Sojourners, May-June 1999



Not long ago, my loving mother played an old cassette tape for some friends of mine, exposing one of my best-kept childhood secrets: I was once a 6-year-old evangelist wannabe.

I was Southern Baptist when I was little, with the accent to prove it. My father’s tape recorder served as both devoted congregation and patient baby-sitter. For two whole sides of that tape, I sang, I clapped, I gave my theological interpretation of Romans 6:23. I seemed to have a grasp on sin. But I knew about faith, too, changing the verse to call Jesus “my” Lord instead of “our” Lord. Apparently, I hadn’t yet found any scripture references to sharing.

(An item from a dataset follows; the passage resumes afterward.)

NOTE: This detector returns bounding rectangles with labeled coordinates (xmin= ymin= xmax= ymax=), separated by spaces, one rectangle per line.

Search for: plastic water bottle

Once I recovered from my embarrassment, I listened to the tape intently, surprised, trying to remember that little girl with the huge conviction. Lately my faith resembled a dried mudpie left in the sun too long: misshapen and lumpy, full of cracks and crumbling away at the edges. That’s about the time I heard lyrics by Leonard Cohen: “There is a crack in everything/That’s how the light gets in.” I wanted to believe him.

Then I found Anne Lamott, a writer who calls that lyric one of her favorite theological lines ever written. This is a woman who knows cracks and who will tell you about them. …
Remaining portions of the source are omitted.